China is shifting away from launching rockets from a stationary ground platform, and is instead planning to launch rockets from aircraft and ships at sea.

As reported by Popular Science, the China Aerospace Science and Technology Corporation (CASTC) will begin using freighters as launch pads starting in 2018. The Long March 11 rocket will be the first to utilize these new pads, which will be placed at the Earth’s equator in order to reduce the amount of fuel the rocket needs to get to orbit. Making the rockets more fuel-efficient will also increase the maximum weight of its payloads. Currently, the Long March 11 is capable of carrying up to 1,100 pounds.

China's Xi'an Y-20. Image Credit: Military-Today
China’s Xi’an Y-20. Image Credit: Military-Today

The China Academy of Launch Vehicle Technology (CALVT) is also in the midst of developing a solid-fueled space launch rocket that will be dropped by the Y-20 military transport aircraft. The Y-20 has a max payload of 132,000 lbs., allowing it to easily carry the nearly 120,000-pound rocket. The solid-fueled rocket is capable of carrying a payload of 220 lbs, but CALVT is also developing another version of the rocket capable of carrying a 440-pound payload.

Heavier Payload, Less Fuel

Back in March, Li Tongyu, head of carrier rocket development at CALVT, explained that the Y-20 “will hold a rocket within its fuselage and release it at a certain altitude. The rocket will be ignited after it leaves the plane.” Similar to launching from a freighter, being dropped from a plane could allow the rocket to hold a heavier payload; it would also enable its initial launch stage to be smaller, thereby making it more fuel and cost efficient.

The combined benefits of a bigger payload and less fuel consumption could see China launching more rockets with more frequency. More resources, for example, could be sent to the country’s second space station; developments in low-orbit communications and satellite operations could be tested and launched more quickly.
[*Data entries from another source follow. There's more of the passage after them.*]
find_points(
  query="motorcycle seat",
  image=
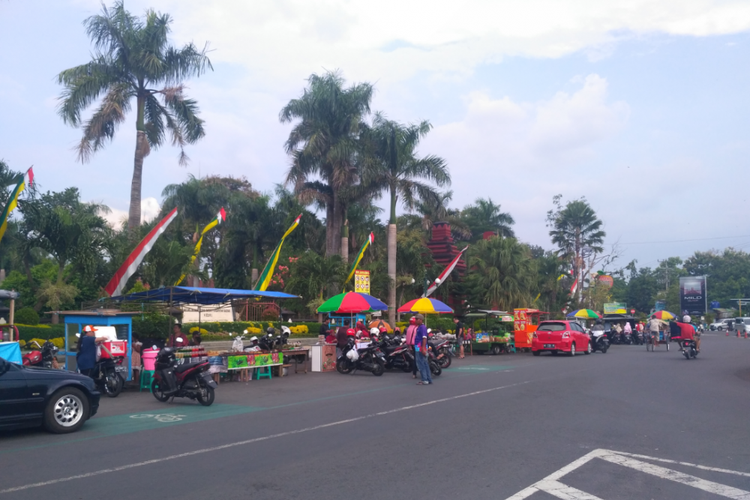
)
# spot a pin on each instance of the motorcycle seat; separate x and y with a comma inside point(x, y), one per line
point(187, 366)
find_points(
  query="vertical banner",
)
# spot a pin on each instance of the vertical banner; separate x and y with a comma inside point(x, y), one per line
point(693, 294)
point(362, 281)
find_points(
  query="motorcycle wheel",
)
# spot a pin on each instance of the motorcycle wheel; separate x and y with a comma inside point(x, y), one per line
point(445, 361)
point(158, 393)
point(435, 369)
point(113, 385)
point(343, 366)
point(206, 394)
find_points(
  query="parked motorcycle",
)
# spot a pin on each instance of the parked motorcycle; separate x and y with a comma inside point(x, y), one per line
point(43, 356)
point(370, 359)
point(188, 380)
point(599, 341)
point(689, 349)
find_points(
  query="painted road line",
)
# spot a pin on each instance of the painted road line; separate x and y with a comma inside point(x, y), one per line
point(553, 486)
point(560, 490)
point(255, 440)
point(687, 464)
point(678, 477)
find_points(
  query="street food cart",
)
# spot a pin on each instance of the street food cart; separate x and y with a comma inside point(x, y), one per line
point(525, 323)
point(496, 336)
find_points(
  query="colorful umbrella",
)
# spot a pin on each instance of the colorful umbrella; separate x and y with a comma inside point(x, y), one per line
point(352, 302)
point(425, 305)
point(663, 315)
point(378, 323)
point(583, 313)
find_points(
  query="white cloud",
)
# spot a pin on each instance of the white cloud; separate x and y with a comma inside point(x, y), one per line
point(149, 209)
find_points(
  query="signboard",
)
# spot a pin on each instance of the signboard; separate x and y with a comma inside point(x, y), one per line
point(615, 308)
point(362, 281)
point(606, 280)
point(693, 294)
point(191, 313)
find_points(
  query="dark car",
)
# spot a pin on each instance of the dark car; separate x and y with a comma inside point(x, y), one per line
point(59, 400)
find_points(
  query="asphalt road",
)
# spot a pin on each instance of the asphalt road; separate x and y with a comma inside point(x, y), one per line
point(626, 424)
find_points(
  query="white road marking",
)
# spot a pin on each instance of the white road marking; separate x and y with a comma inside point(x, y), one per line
point(678, 477)
point(553, 486)
point(255, 440)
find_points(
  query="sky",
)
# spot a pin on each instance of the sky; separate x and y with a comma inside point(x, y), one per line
point(642, 107)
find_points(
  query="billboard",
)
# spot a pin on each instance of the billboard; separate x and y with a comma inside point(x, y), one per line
point(693, 294)
point(615, 308)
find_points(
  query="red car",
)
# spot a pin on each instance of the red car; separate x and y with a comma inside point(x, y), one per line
point(560, 335)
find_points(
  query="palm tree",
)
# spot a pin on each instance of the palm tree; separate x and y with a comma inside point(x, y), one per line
point(484, 216)
point(133, 60)
point(398, 170)
point(501, 273)
point(576, 230)
point(324, 145)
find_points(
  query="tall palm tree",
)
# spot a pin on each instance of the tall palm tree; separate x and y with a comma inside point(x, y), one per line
point(324, 146)
point(501, 273)
point(133, 60)
point(485, 215)
point(576, 230)
point(402, 173)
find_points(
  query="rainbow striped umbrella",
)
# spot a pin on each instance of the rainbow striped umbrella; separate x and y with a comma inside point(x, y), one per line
point(425, 305)
point(352, 303)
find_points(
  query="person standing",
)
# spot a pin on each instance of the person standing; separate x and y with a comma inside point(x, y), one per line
point(420, 344)
point(411, 333)
point(459, 336)
point(86, 357)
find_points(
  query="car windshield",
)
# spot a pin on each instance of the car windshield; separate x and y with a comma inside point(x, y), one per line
point(552, 327)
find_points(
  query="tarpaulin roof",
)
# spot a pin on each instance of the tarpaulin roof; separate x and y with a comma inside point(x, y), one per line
point(195, 295)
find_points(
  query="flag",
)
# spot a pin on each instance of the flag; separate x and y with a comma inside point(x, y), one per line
point(267, 274)
point(361, 254)
point(220, 217)
point(440, 279)
point(116, 284)
point(26, 181)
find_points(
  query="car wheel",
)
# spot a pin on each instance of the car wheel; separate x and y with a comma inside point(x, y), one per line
point(66, 411)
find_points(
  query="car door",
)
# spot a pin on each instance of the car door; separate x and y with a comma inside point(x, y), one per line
point(13, 393)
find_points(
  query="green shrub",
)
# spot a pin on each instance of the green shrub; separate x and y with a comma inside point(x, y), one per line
point(26, 316)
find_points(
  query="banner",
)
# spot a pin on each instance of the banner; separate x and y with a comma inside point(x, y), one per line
point(361, 254)
point(26, 181)
point(441, 279)
point(362, 281)
point(693, 294)
point(615, 308)
point(220, 217)
point(265, 277)
point(116, 284)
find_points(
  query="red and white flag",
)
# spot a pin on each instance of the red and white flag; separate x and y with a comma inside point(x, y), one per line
point(116, 284)
point(441, 279)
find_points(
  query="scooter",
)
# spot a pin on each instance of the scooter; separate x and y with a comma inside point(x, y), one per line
point(599, 341)
point(44, 356)
point(188, 380)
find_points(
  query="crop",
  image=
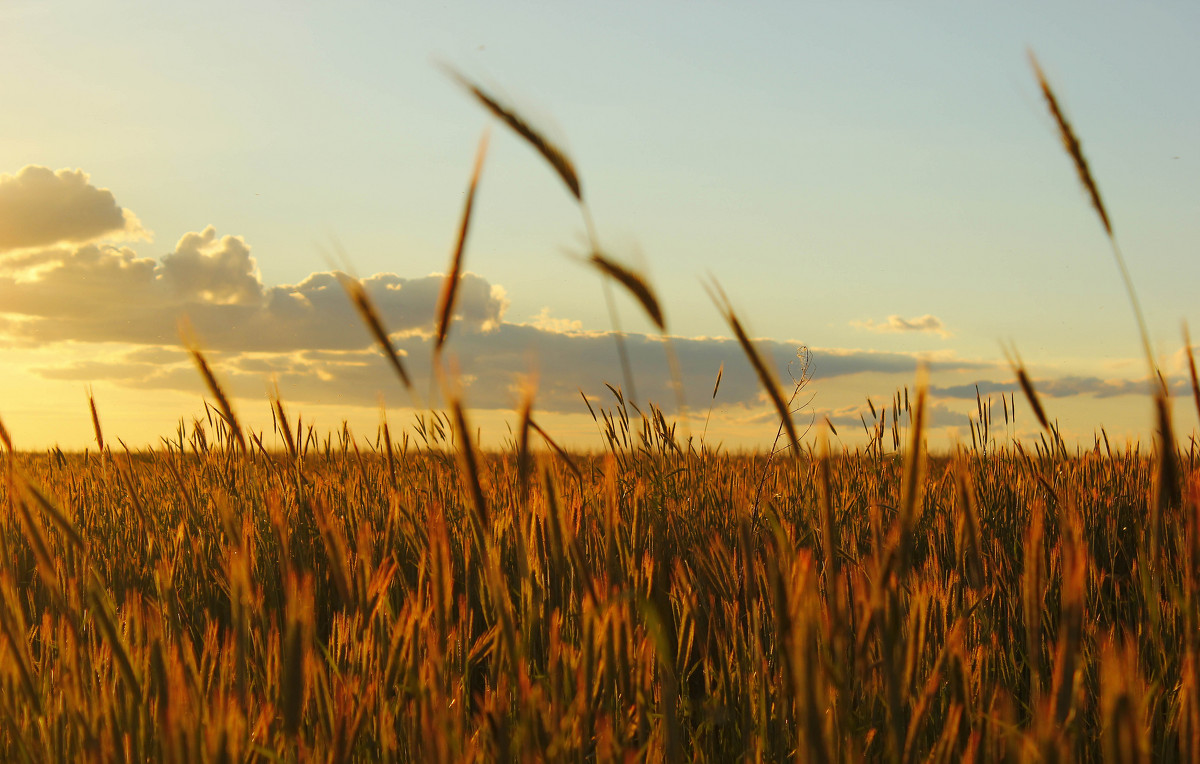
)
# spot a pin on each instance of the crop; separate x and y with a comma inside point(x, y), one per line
point(423, 601)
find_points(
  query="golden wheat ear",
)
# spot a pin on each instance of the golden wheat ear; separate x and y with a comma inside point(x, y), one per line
point(193, 348)
point(370, 316)
point(553, 155)
point(760, 367)
point(634, 283)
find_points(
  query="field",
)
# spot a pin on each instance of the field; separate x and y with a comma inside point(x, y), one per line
point(340, 599)
point(432, 603)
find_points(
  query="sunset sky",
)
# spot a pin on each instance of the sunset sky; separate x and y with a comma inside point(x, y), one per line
point(877, 181)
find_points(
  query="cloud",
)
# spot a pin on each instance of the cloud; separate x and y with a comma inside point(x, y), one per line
point(100, 293)
point(936, 415)
point(1065, 387)
point(544, 320)
point(41, 208)
point(492, 365)
point(927, 323)
point(61, 282)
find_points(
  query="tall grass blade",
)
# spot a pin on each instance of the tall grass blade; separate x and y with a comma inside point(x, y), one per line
point(450, 286)
point(507, 114)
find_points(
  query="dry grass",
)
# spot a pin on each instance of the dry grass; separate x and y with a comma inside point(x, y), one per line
point(424, 601)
Beyond that, the country intends to become a space superpower, as proven by its planned space exploration deal with Russia. Projects resulting from the collaboration will almost certainly require the use of newer launch pads. China is following in the footsteps of other organizations focused on space travel, and the move shows the country’s commitment to understanding the great unknown.